Last year, the FDA called for the widespread use of RFID tags to help ensure that drugs sold to consumers are legitimate. Under the FDA proposal, RFID tags would be used on cartons and pallets of drugs throughout the pharmaceutical supply chain by 2007.

The problem, according to privacy advocates , is that the FDA is considering more than just tracking large shipping containers or crates of medicines with RFID tags; it could also use the tags to track individual medicine bottles or even individual tablets. That, privacy advocates said, would be invasive.

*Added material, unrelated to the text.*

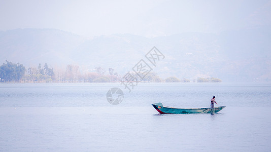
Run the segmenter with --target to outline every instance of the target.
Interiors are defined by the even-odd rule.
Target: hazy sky
[[[3,1],[0,30],[56,28],[147,37],[271,25],[271,1]]]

Dr. Scott Gottlieb, deputy commissioner of medical and scientific affairs at the FDA, said the agency has talked with pharmaceutical companies, retailers, scientists and others for the past several years to ensure that consumers get legitimate drugs when their prescriptions are filled. Today's "track and trace" methods use paper records to follow drug shipments from manufacturers to wholesalers and retail stores.

But paper records are not foolproof, Gottlieb said. By moving to electronic methods, including the use of RFID, the drug distribution system could be made safer against counterfeiting, he said.

"We think RFID is the most promising and achievable means to get to electronic track and trace or electronic pedigree by 2007," Gottlieb said. An "electronic pedigree" is a record of custody for a drug, which would include all transactions from its place of manufacture to where it is shipped, stored and sold. The FDA has been looking at RFID and other electronic technologies for the past three years, with a goal of having procedures in place by 2007.

In addition to using RFID, the FDA has eyed the use of special inks on individual pills or holographic images on medicine bottles, he said. "We've always said that we don't think there's a single magic bullet" to solve the problems and that several techniques will be needed to fight counterfeiting, Gottlieb said.